Monday, August 30, 2021 4:34:00 PM

With the Quebec government recently rejecting the Énergie Saguenay project, Quebecers are divided about whether job creation should take precedence over reducing greenhouse gas emissions. Indeed, an Ipsos poll carried out on behalf of the Montreal Economic Institute reveals a considerable gap between the opinions of Quebecers who live in urban centres and those who live in the province's rural regions.

Highlights:

- 41% of Quebecers believe that the actions taken by some environmental groups are preventing too many job creation projects from moving forward, while 44% believe that this is not the case.
-- -- In Montreal and Quebec City, 45% of people believe this is not the case, whereas 58% of Quebecers in the Saguenay think that too many projects are blocked in this way.
- 54% of Quebecers, with notable majorities in Montreal (57%) and Quebec City (58%), are of the opinion that reducing GHGs should be prioritized rather than job creation. Yet 62% of people in the Saguenay would prioritize job creation, as would 57% of residents of Chaudière-Appalaches.
- While the Quebec government intends to ban the sale of new gas-powered vehicles starting in 2035, 29% of Quebecers say that their next vehicle will be a gas-powered one. In Chaudière-Appalaches, 43% of people plan to purchase a gas-powered vehicle again.
- Nonetheless, 67% of Quebecers agree with this ban. It must be noted, though, that 56% of people believe that this measure is realistic. While this is a majority of Quebecers, there is a non-negligible gap between those who think this is a laudable measure and those who consider it viable.
- Half (50%) of Quebecers believe the province should develop its own oil resources, while 34% of the population prefer to continue to import all of the oil that we need.

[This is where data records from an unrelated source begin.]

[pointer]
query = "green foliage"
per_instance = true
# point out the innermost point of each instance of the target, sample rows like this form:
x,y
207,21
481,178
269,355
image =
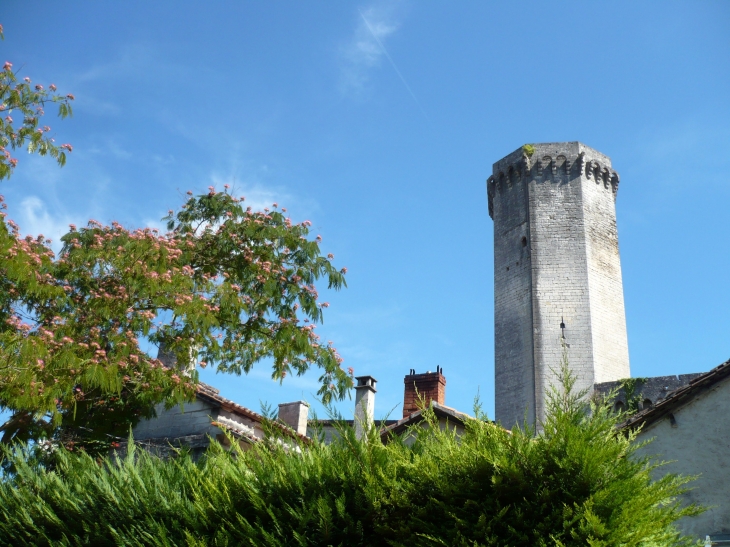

"When it comes to environmental questions, there is a considerable gap between the opinions of Quebecers who live in big cities and those who live in rural areas," says Michel Kelly-Gagnon, President and CEO of the MEI. "People who live in rural regions where projects are blocked by environmental activists have a much more favourable opinion of economic development than Montrealers, who are affected indirectly by these decisions."

"What we observe is that the opinions of people who live in large urban centres seem to take precedence over the opinions of those who really feel the impact of governmental decisions on environmental matters. Ultimately, this has negative effects on the economy, both in rural regions and in big cities," concludes Mr. Kelly-Gagnon.

The online poll was carried out from August 4 to 11, 2021, among a sample of 2,098 Quebecers.